For people unused to this type of material, let me list a few topics (examples only, and simplified!):--

[1] The properties of oxygen - its diffusion in liquids and so on - determine the maximum size of organisms which need oxygen for energy. (I.e. animals rather than plants). Thus insects - which have no heart - are smaller than mammals, for example. Partial pressures of oxygen and nitrogen dissolved in river water have their own controlling influences.

[2] Lengths, areas, and volumes when scaled up are in proportion to l: l squared: l cubed. Thus an internal skeleton, made twice as tall, must support about eight times the musculature of the original skeleton. This sort of thing helps explains thicker bones in large animals - and such things as lung size, and heartbeat rate.

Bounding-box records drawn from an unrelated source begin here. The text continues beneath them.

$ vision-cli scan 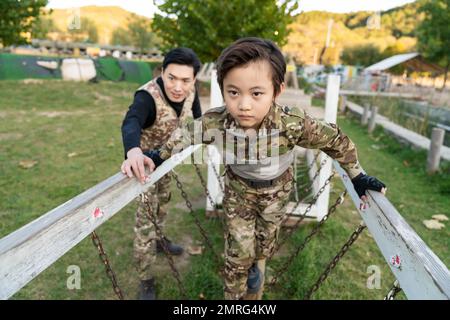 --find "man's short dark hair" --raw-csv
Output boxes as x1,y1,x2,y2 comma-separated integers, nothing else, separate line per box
162,48,201,77
217,37,286,95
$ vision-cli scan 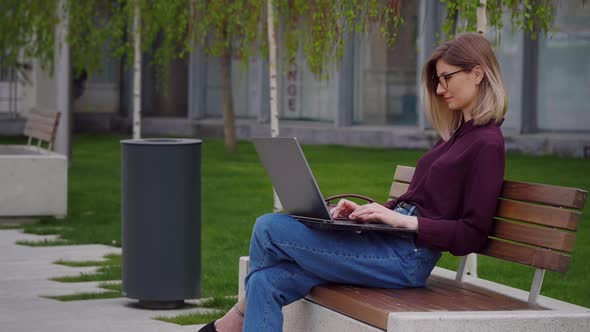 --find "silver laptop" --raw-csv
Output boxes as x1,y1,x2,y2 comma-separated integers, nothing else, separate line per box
252,137,414,232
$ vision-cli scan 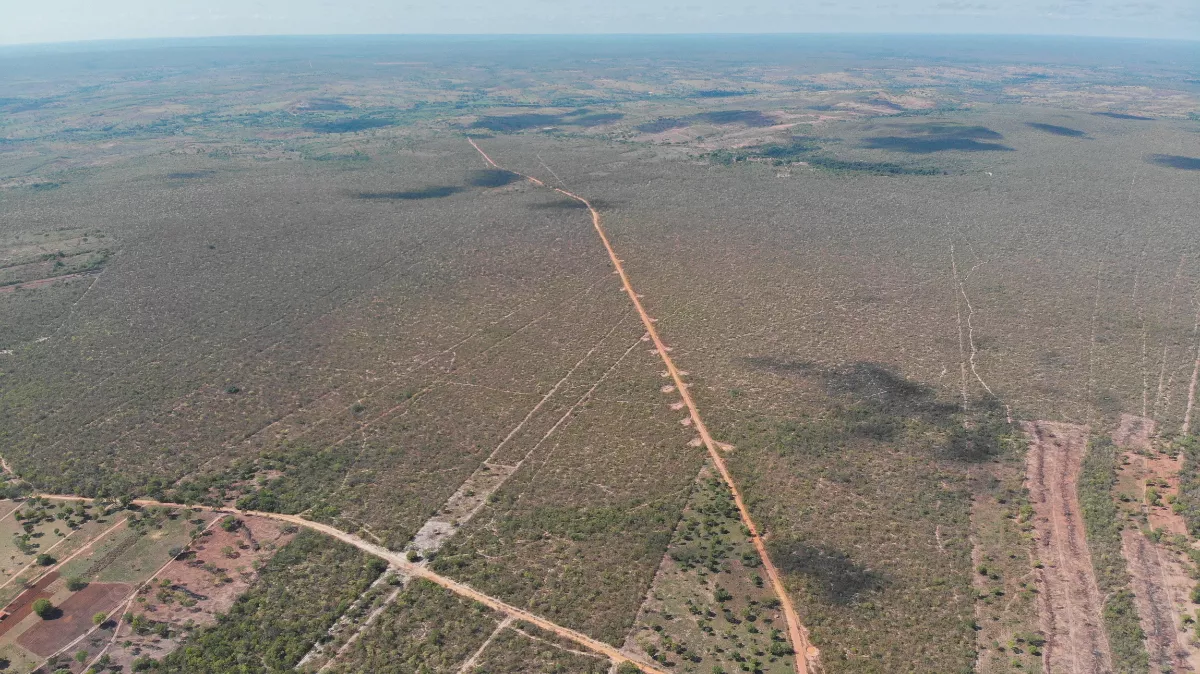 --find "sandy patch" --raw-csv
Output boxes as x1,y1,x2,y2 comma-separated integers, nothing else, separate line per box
1025,421,1112,674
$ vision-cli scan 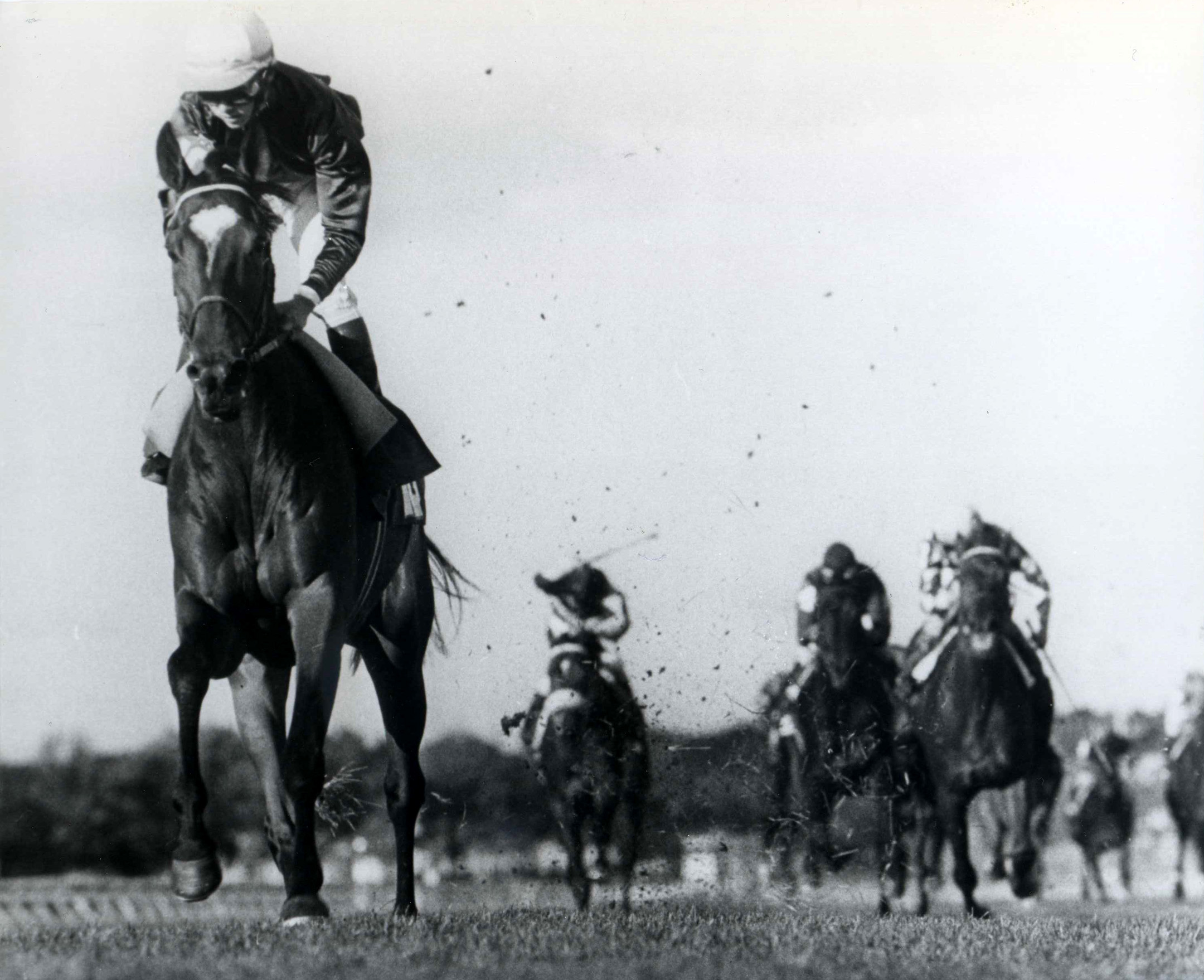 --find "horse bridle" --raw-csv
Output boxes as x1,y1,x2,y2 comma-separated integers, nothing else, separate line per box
957,544,1008,562
163,184,276,363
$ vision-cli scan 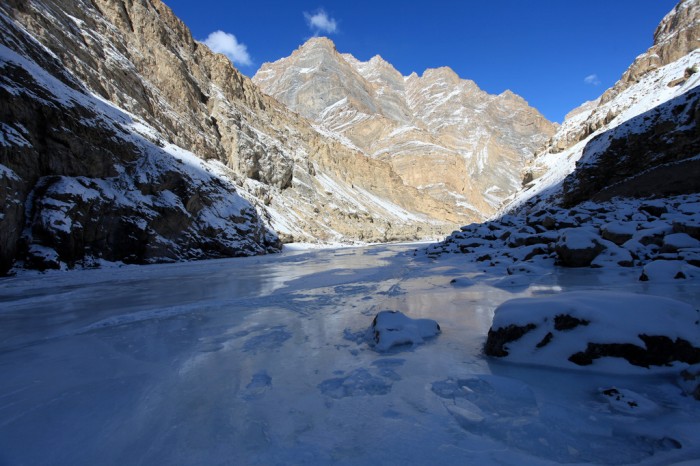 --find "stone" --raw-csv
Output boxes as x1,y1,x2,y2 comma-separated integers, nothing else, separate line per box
369,311,441,351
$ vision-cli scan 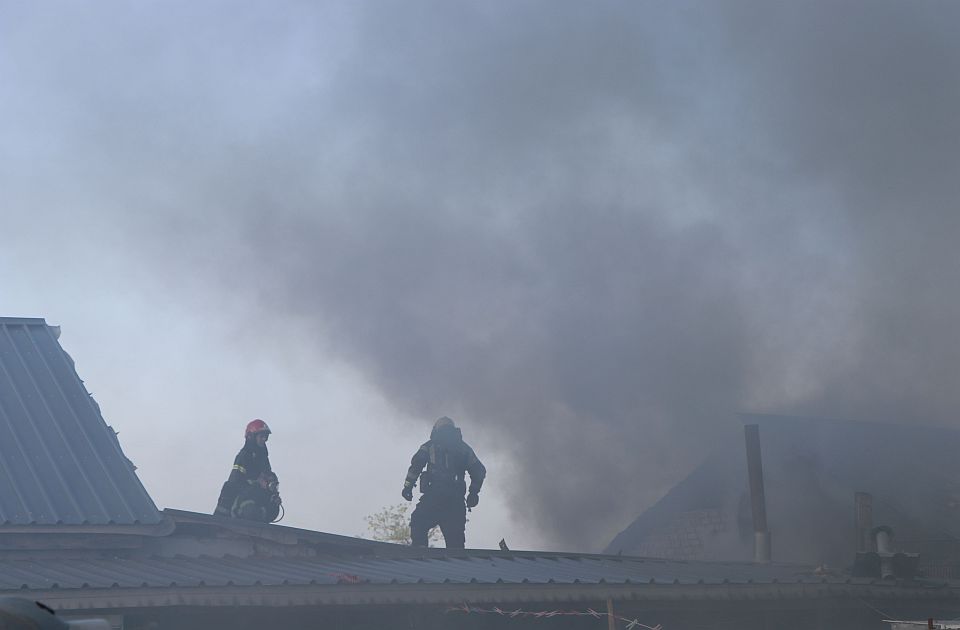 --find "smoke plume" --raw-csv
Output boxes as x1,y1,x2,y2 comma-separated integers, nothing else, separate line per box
7,0,960,548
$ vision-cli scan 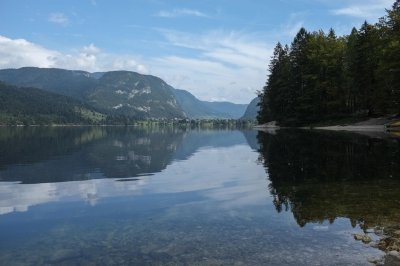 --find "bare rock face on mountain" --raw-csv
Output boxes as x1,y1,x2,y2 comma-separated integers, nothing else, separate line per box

[3] Fish are supported by the surrounding water, and are roughly as efficient irrespective of size. Birds on the other hand cannot fly if their wing size and muscle ratio are too small. Hence birds's sizes have evolved to be very accurately controlled, while fish may grow in size almost indefinitely.

[4] Because of diffraction at the side of a pinhole (i.e. blurring), very tiny eyes cannot have pupils.

[5] Ram's horns grow in a spiral, of a type with keeps the centre of gravity constant. Thus ram's heads bear their load in an efficient manner.

Fascinating stuff which needs some mathematical flair to grasp - though the flair needed is not so much arithmetical and a matter of counting, as geometrical and a matter of appreciation of physics. The material omitted is (I think) on less precise topics, such as water flow in tubes, and the formation of eddies and smoke.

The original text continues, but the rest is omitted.